Reputation: 3837
I am looking for an example on how to use Parallel.For in C# with a reference type. I have been through the MSDN documentation, and all that I can find are examples that use a value type for thread local storage. The code that I'm trying is as follows:
public string[] BuildStrings(IEnumerable<string> str1, IEnumerable<string> str2, IEnumerable<string> str3)
{
// This method aggregates the strings in each of the collections and returns the combined set of strings. For example:
// str1 = "A1", "B1", "C1"
// str2 = "A2", "B2", "C2"
// str3 = "A3", "B3", "C3"
//
// Should return:
// "A1 A2 A3"
// "B1 B2 B3"
// "C1 C2 C3"
//
// The idea behind this code is to use a Parallel.For along with a thread local storage StringBuilder object per thread.
// Don't need any final method to execute after each partition has completed.
// No example on how to do this that I can find.
int StrCount = str1.Count(); // str1, str2, and str3 guaranteed to be equal in size and > 0.
var RetStr = new string[StrCount];
Parallel.For<StringBuilder>(0, StrCount, () => new StringBuilder(200), (i, j, sb1) =>
{
sb1.Clear();
sb1.Append(str1.ElementAt(i)).Append(' ').Append(str2.ElementAt(i)).Append(' ').Append(str3.ElementAt(i));
RetStr[i] = sb1.ToString();
}, (x) => 0);
return RetStr;
}
This code will not compile on Visual Studio 2013 Express edition. The error is on the Parallel.For line, right after the "(200),":
"Not all code paths return a value in lambda expression of type 'System.Func< int,System.Threading.Tasks.ParallelLoopState,System.Text.StringBuilder,System.Text.StringBuilder>'"
The test code looks like this:
static void Main(string[] args)
{
int Loop;
const int ArrSize = 50000;
// Declare the lists to hold the first, middle, and last names of the clients.

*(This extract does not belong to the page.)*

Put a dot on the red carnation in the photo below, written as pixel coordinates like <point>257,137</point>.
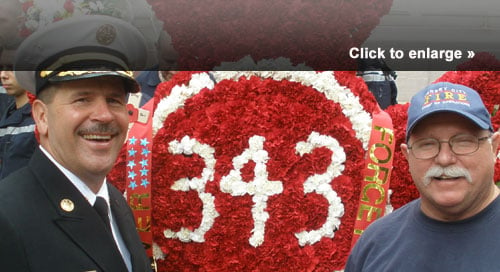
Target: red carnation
<point>68,6</point>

List<string> List1 = new List<string>(ArrSize);
List<string> List2 = new List<string>(ArrSize);
List<string> List3 = new List<string>(ArrSize);
// Init the data.
for (Loop = 0; Loop < ArrSize; Loop++)
{
List1.Add((Loop + 10000000).ToString());
List2.Add((Loop + 10100000).ToString());
List3.Add((Loop + 1100000).ToString());
}
IEnumerable<string> FN = List1;
IEnumerable<string> MN = List2;
IEnumerable<string> LN = List3;
//
// Time running the Parallel.For version.
//
Stopwatch SW = new Stopwatch();
SW.Start();
string[] RetStrings;
RetStrings = BuildMatchArrayOld(FN, MN, LN);
// Get the elapsed time as a TimeSpan value.
SW.Stop();
TimeSpan TS = SW.Elapsed;
// Format and display the TimeSpan value.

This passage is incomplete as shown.